@GK!
Greetings from the land of woebegone experimenters.
Finding white papers on the following is difficult and understanding them even more so.
Look into 'para-metrically pumped toroidal capacitors with sequential poloidal pump windings'. It is the only way, AFAIK, to produce a DC output from a varying control signal. Basically, it is a mix of magnetic amplifier theory with dielectric charge pumping vs. iron core saturation control.
This is possible when applying a clean varying signal, sequentially and in quadrature fashion to segmented poloidal windings wrapped around a toroidally wound capacitor.
I made my first by slicing a 40,000uF 400VDC Aluminum electrolytic capacitor into doughnut shaped segments.
There is a great deal of difficulty trying to maintain electrical isolation between the layers where the slicing is done. I think I went through a couple of dozen caps before I found that the sharpest possible blade works when slicing the chunks off on a slow lathe. (I have an almost endless supply of large caps being replaced during the PM processes where I work.)
Simple light handling will cause the layers to bend and short out but I did succeed after many tries.
The next step was to protect the edges of those layers from physical damage by coating them with Robroy Class I Div I ceramic cement. Later, I found out that super fine grout compound also worked.
After making four connections (one each on each end of the two metal film layers - In & Out) was even more difficult.
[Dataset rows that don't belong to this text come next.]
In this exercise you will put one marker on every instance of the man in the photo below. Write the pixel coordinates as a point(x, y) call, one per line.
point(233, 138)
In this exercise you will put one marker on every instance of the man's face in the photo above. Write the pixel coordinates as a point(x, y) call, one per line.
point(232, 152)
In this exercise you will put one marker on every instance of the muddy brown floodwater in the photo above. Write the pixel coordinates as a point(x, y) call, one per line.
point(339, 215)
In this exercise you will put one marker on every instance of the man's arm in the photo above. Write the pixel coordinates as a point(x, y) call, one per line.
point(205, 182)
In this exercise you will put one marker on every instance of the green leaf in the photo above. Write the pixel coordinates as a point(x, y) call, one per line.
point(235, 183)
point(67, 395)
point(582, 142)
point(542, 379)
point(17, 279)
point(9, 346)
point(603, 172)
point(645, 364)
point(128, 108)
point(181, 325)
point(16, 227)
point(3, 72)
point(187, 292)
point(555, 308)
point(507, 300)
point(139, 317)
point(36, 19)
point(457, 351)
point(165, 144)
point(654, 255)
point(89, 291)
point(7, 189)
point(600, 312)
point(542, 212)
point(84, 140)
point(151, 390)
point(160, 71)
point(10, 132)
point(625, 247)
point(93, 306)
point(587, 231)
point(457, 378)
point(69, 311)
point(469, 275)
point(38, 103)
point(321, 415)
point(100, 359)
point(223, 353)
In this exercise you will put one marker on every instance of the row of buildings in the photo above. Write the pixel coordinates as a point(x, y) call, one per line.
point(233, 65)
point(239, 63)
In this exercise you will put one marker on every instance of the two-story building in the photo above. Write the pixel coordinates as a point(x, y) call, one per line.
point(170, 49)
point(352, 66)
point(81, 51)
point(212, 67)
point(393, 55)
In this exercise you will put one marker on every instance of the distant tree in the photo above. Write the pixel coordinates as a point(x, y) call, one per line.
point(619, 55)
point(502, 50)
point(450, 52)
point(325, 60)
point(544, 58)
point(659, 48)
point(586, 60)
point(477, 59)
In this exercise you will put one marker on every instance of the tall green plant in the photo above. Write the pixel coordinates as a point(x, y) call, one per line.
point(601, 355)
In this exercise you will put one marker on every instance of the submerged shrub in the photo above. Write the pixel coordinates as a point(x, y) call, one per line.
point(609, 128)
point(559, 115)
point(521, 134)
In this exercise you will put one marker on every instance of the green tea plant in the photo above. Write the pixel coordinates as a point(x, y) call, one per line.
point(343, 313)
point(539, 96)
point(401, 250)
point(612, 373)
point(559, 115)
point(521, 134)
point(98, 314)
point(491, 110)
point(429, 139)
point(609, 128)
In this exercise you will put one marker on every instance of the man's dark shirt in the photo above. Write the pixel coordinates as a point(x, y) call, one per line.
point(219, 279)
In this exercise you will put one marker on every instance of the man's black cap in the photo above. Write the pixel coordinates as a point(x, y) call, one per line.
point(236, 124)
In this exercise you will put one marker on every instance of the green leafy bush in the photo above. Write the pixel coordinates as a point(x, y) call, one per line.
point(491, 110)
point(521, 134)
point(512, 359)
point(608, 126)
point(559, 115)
Charging the dielectric is most easily done by sitting the resulting toroid shaped device centered around the output point of an old fashioned lab room air ionizer.
The ionizer is intended to provide charge for the capacitor dielectric vs. applying voltage to the former capacitor's layers.
The quadrature, poloidially wound, windings were fed from a simple MOSFet H-Bridge circuit driven by a signal generator.
So, the simple hypothesis to be proven was that the small toroids were actually dielctric core with toroidially wound capacitor plates and DC was obtained from the former capacitor plates by pumping (in quadrature fashion) that charge around thus creating an IN and OUT for a completed load circuit.
Unfortunately, the best I obtained was ~1VDC with the pump frequency superimposed upon it. It had a very low impedance ( I could dimly light a 20W 6V incandescent lamp) but when all was added up it was only about 10% efficient.
I've seen studies from CERN using similar methods for multiple reasons but I'm not looking to create a black hole in my man-cave.
Not much time on the bench anymore but there were some interesting results
EDIT>>
BTW, I could imagine using two such devices over a two port lab air ionizer with opposite quadrature rotation to quadruple the combined output voltage but never went that far.